After running a sensitive data discovery task, you must choose Sensitive Data Distribution in the left navigation pane, click the Manual Recovery tab, and ensure that the identification rule of the task is valid, so that the rule can take effect for dynamic masking tasks.

Prerequisites

Constraints

  • Only the DAYU Administrator, Tenant Administrator, or data security administrator can create, modify, or delete data security levels, classifications, and identification rules. Other common users do not have permission to perform these operations.
  • If the sensitive data identification rule is of the content identification type (that is, a built-in rule or a custom rule of the content identification type), a field is considered as a sensitive field and matched with a security level and classification only when the proportion of the number of records that match the identification rule of a field to the total number of records in the data table exceeds a specified threshold (80% by default).

Creating a Data Identification Rule

  1. On the DataArts Studio console, locate an instance and click Access. On the displayed page, locate a workspace and click DataArts Security.

    Figure 1 DataArts Security

  2. In the left navigation pane, choose Data Identification Rules.
  3. On the displayed page, click Create.

    Figure 2 Creating a data identification rule

  4. Set the parameters based on Table 1 and click OK.

    Figure 3 Setting parameters for the rule
    Table 1 Parameters

    Parameter

    Description

    *Type

    The category to which a rule belongs. You can either create a rule based on built-in templates or customize one.

    *Security Level

    Classify the configured data into different levels. If the existing security levels do not meet the requirements, go to the Data Confidentiality page to create security levels.
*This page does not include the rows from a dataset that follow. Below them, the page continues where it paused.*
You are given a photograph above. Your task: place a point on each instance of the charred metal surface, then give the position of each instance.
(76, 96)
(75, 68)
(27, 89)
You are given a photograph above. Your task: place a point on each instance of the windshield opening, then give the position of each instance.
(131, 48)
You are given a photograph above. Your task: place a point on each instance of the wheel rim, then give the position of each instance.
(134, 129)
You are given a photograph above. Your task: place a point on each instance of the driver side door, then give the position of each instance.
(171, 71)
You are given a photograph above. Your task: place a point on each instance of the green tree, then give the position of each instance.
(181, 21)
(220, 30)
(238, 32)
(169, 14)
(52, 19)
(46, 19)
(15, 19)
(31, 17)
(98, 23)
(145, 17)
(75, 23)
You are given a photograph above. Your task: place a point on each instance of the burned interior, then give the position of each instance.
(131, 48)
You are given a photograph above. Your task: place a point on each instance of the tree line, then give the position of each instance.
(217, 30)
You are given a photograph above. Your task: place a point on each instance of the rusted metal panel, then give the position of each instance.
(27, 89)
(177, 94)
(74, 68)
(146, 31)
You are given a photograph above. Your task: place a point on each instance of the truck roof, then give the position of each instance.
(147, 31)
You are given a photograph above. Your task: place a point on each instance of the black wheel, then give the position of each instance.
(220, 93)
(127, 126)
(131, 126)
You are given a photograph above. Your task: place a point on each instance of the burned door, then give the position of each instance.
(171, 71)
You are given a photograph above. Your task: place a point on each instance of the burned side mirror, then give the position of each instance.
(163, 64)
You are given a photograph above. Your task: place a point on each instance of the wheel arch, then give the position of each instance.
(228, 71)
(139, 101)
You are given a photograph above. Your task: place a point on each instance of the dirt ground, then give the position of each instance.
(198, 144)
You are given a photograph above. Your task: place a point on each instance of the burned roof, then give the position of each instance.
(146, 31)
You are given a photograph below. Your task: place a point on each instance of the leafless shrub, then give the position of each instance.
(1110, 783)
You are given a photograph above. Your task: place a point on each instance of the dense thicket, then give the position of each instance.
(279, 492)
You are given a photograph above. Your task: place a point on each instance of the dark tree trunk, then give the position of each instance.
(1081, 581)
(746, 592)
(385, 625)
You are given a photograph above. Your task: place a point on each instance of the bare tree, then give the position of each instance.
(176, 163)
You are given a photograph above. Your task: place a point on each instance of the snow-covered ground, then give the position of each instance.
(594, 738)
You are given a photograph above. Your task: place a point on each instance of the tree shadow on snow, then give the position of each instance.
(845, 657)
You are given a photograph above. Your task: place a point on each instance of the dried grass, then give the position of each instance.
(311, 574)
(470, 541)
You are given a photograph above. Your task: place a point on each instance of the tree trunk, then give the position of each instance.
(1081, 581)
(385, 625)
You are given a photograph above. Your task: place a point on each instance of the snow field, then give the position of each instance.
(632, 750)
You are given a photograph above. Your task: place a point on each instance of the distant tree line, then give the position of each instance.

For details, see Creating Data Security Levels.

    Data Classification

    Classify the configured data into different types. If the existing classifications do not meet the requirements, go to the Data Classification page to create classifications. For details, see Creating Data Classifications.

    Description

    A description of the rule to be created.

    Built-in

    *Template

    This parameter is displayed when Type is set to Built-in.

    The system provides more than 70 preset sensitive data identification and masking rules for the following information: sensitive personal information (such as phone numbers, debit cards, and credit cards), sensitive enterprise information (such as financial asset information and delivery information), sensitive key information (such as DSA keys and RSA keys), sensitive device information (such as IPv4 and IPv6 addresses), sensitive location information (such as provinces, cities, GPS locations, and addresses), and general sensitive information (date).

    *Name

    If Type is set to Built-in, the rule name is automatically generated based on the template.

    Custom

    *Name

    If Type is set to Custom, you can enter a rule name, which is mandatory. You are advised to include the rule meaning into the rule name and avoid meaningless descriptions so that the rule can be quickly located and selected.
    NOTE:

    The name must be unique.

    *Rule Recognition

    This parameter is displayed when Type is set to Custom. The options are None and Regular.

    If you select None, the sensitive data identification task associated with the rule does not take effect. Data assets cannot be automatically classified. You need to manually add categories.

    *Regular

    This parameter is displayed when Regular is set for Rule Recognition.

    • If you select Content recognition, enter a custom regular expression. The expression will be used to identify data content. Example: ^ male$|^female&.
    • If you select Column name recognition, enter a custom regular expression. The expression will be used to accurately or fuzzily identify column names. Multiple column names can be identified at the same time. Example: sex|gender.
    • If you select Remarks recognition, enter a custom regular expression. The expression will be used to fuzzily identify remarks. Example: .*comment.*.

Related Operations

  • Editing an identification rule: On the Data Identification Rules page, locate an identification rule and click Edit in the Operation column to change the security level, classification, and description of the identification rule. For a custom rule, you can also change the rule recognition and regular expression.
  • Editing the identification rule status: The identification rule is enabled by default. If the identification rule is disabled, it cannot be added to an identification rule group.

    To change the status of the identification rule, click or to enable or disable the rule.

  • Deleting identification rules: On the Data Identification Rules page, locate an identification rule and click Delete in the Operation column. To delete identification rules in a batch, select them and click Delete above the list.
    Note: Identification rules that have been referenced by identification rule groups or masking policies cannot be deleted. To delete such rules, modify the reference relationship first.

    The deletion operation cannot be undone. Exercise caution when performing this operation.

  • Testing preset rule templates: On the Preset Rule Templates tab page, you can view all preset rule templates and test the recognition result of the templates by entering custom sample data.